Central to Sittler’s legacy is the idea that the work of creation care happens best when it is related to central questions about how Christians understand God’s work of redemption in the world, inaugurated in Jesus Christ and continued in the work of the Spirit and Christ’s church. As he put it:
“A doctrine of redemption is meaningful only when it swings within the larger orbit of a doctrine of creation. For God’s creation of earth cannot be redeemed in any intelligible sense of the word apart from a doctrine of the cosmos which is his [humanity’s] home, his definite place, the theater of his selfhood under God, in cooperation with his neighbor, and in caring relationship with nature, his sister.”

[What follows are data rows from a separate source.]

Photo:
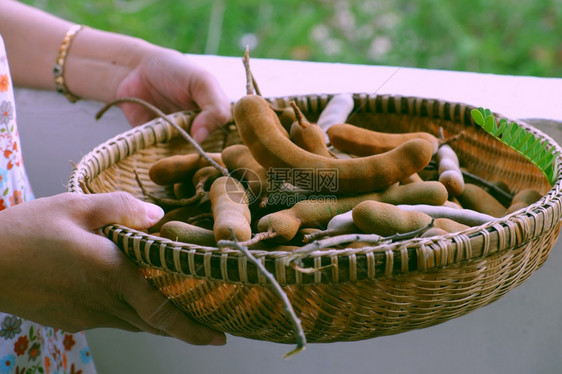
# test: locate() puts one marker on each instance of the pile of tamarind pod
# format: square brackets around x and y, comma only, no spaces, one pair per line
[291,181]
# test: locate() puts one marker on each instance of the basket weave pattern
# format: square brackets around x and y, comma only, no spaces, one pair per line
[356,293]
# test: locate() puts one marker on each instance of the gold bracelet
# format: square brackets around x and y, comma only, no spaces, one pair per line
[61,61]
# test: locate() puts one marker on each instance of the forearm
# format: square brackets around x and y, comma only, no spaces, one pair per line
[97,61]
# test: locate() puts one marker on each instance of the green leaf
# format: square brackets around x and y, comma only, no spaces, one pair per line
[524,142]
[490,124]
[501,127]
[478,116]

This theme of understanding redemption as encompassing all of creation such that nature is not simply the disposable backdrop against which the drama of human salvation history plays itself out (as in the Left Behind series, as well as in much popular eschatology stemming as far back as Origen), but rather as an integral part of our human identity and the identity of God’s kingdom—to the point that salvation makes no sense apart from the context of redeemed creation itself (as in the Book of Revelation)—has informed the best contemporary ecological theology.

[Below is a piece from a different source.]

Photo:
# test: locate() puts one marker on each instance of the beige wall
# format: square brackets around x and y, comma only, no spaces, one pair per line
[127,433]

Moreover, Sittler’s vision runs even deeper than simply the strategic shared activism of church bodies. It is MORE than just ecumenism of the trenches! According to him, the unity toward which the church is both “thrust and lured” is best articulated by means of a “Christology expanded to its cosmic dimensions, made passionate by the pathos of this threatened earth, and made ethical by the love and wrath of God.”
What Sittler’s speech hints towards is not simply a coming “ecumenical environmentalism” but also the possibility of an “environmental ecumenism,” one in which the sort of ecumenical work to which Sittler devoted much of his career (and with which the WCC remains charged) operates with an expanded imagination concerning the body of Christ existing in greater degrees of interconnection around the shape of the world’s need and the ongoing scope of God’s salvific work.
The burden of a challenge toward “environmental ecumenism” would perhaps move us past the old saw that “doctrine divides but service unites” towards a more theologically robust sensibility of incarnation: that to enter into deeper modes of understanding the church Christologically allows us to engage what Sittler calls humanity’s “strong ache” in a world in which nature’s plasticity to human desires has, ironically, constituted nature itself as a new kind of threat—particularly to the poorest and most vulnerable humans on the planet. If ecumenical unity is a future reality to which the present is nonetheless continually “lured,” then Sittler’s speech invites us to think about how this present lure can be comprehended most fully by continually relating our ecclesiology to our Christology, and vice versa.
And for the preacher who wishes to capture the congregation’s imagination as to what can be possible when ecological catastrophe is taken as a “unifying” threat, but also what can be possible when God’s redemption is seen as impacting all of creation, the lure is to try to find ways to make that vision real for the congregation. What rivers near you need to be saved? What are the ways in which divisions among us as citizens of the planet—race, class, income, geographic area, etc.—spill over into churches? What would healing look like?